- Jatia Location within Guwahati Jatia Location within Assam
- Coordinates: 26°08′39″N 91°46′44″E﻿ / ﻿26.144257°N 91.77875°E
- Country: India
- State: Assam
- District: Kamrup Metropolitan district

Languages
- • Official: Assamese
- Time zone: UTC+5:30 (IST)
- Vehicle registration: AS

= Jatia =

Jatia is a locality in the city of Guwahati. It is speculated to be the ancient capital of Assam, known under the name of Pragjyotishpura.

The locality is a suburb of Guwahati, though it is claimed that the name Jatia itself is the remnant of archaic name pragjyotisha pura. It is a high-traffic area besides the G.S. Road along with Ganeshguri, Tarun Nagar, Jyotikuchi and Ghoramara areas.

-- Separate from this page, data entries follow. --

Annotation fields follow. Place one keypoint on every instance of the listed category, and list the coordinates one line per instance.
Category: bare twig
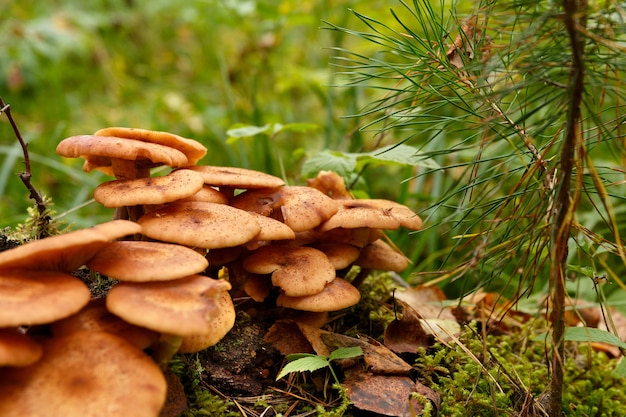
(566, 200)
(26, 175)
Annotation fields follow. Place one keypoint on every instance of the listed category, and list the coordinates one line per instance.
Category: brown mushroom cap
(30, 297)
(18, 349)
(85, 374)
(219, 326)
(141, 261)
(95, 317)
(337, 295)
(301, 208)
(193, 150)
(180, 307)
(68, 251)
(198, 224)
(297, 270)
(236, 177)
(152, 190)
(107, 148)
(379, 255)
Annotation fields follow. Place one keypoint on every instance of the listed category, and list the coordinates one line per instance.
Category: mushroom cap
(68, 251)
(85, 374)
(272, 229)
(207, 194)
(236, 177)
(373, 213)
(219, 326)
(153, 190)
(301, 208)
(340, 255)
(379, 255)
(142, 261)
(297, 270)
(198, 224)
(180, 307)
(98, 151)
(337, 295)
(18, 349)
(30, 297)
(95, 317)
(193, 150)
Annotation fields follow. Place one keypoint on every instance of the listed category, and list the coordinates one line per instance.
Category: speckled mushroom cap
(199, 224)
(337, 295)
(18, 349)
(301, 208)
(297, 270)
(193, 150)
(124, 158)
(68, 251)
(373, 213)
(174, 186)
(180, 307)
(29, 297)
(236, 177)
(218, 327)
(87, 374)
(142, 261)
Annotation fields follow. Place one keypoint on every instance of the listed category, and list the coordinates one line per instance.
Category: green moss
(513, 375)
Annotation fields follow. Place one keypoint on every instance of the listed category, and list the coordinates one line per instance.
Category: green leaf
(308, 363)
(395, 155)
(345, 353)
(587, 334)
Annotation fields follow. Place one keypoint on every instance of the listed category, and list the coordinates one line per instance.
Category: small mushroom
(182, 307)
(141, 261)
(66, 252)
(198, 224)
(218, 327)
(177, 185)
(193, 150)
(337, 295)
(124, 158)
(372, 213)
(297, 270)
(87, 374)
(381, 256)
(301, 208)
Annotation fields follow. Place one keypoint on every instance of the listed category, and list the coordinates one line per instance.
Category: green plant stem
(566, 202)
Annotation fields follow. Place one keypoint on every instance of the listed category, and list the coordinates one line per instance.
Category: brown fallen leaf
(387, 395)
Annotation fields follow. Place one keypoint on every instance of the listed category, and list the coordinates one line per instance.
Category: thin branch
(26, 175)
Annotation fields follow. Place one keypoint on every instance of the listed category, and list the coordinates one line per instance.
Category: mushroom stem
(165, 349)
(358, 280)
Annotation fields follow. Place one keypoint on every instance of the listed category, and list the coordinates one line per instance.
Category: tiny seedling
(302, 362)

Famous residents of Jatia include late Padum Barua (maker of the Assamese realist film Ganga Silonir Pakhi), Kanak Sen Deka (editor of the Assamese Newspaper Agradoot), Ratna Singha (First Manipuri woman Superintendent of Police).

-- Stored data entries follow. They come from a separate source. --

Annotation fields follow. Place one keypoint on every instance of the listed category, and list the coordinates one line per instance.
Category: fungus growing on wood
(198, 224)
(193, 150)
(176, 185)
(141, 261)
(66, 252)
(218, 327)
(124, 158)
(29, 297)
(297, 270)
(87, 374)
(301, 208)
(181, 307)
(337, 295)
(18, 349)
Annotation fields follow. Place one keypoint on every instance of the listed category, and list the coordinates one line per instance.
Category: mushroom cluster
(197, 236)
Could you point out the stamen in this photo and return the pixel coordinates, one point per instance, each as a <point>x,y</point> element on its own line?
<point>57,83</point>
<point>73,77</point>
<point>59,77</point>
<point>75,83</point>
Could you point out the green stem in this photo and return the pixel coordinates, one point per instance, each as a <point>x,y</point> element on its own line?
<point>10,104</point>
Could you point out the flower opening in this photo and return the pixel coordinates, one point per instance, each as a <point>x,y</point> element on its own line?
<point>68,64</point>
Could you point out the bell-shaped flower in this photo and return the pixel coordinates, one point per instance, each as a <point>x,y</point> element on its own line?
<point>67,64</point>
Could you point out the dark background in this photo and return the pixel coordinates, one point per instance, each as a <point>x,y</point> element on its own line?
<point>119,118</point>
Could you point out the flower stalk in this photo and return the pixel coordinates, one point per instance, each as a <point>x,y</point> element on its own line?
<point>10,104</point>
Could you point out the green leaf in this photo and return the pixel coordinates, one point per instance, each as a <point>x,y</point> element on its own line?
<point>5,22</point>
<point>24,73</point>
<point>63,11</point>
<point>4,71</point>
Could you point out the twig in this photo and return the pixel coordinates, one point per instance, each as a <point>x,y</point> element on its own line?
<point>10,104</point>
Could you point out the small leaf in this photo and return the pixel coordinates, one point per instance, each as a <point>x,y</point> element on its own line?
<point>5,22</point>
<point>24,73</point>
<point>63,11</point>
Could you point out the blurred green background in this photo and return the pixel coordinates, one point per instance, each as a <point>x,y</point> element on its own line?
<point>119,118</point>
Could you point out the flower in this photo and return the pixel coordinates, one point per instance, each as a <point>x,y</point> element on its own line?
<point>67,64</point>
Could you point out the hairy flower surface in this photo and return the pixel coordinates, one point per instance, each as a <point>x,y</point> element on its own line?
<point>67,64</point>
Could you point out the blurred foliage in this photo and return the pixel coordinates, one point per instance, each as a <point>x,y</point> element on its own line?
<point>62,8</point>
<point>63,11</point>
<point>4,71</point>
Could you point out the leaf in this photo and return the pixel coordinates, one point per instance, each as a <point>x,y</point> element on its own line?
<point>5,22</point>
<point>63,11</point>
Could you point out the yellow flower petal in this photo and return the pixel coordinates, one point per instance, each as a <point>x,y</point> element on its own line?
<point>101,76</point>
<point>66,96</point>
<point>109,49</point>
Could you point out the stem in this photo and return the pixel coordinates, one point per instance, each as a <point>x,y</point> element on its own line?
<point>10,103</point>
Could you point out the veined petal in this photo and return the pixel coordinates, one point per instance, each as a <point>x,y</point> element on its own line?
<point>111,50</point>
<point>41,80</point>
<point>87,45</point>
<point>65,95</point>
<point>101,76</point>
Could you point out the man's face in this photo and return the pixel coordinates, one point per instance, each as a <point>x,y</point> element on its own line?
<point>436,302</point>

The Dispur Manipuri Nupi Marup is headquartered in Jatia. Bemarai Singha is the president of the non-governmental organisation which is involved in pioneering work for Manipuri women.

Jatia is a low lying area which was affected by flooding after heavy rains in June 2025.

Jatia LPS is well known school in the area.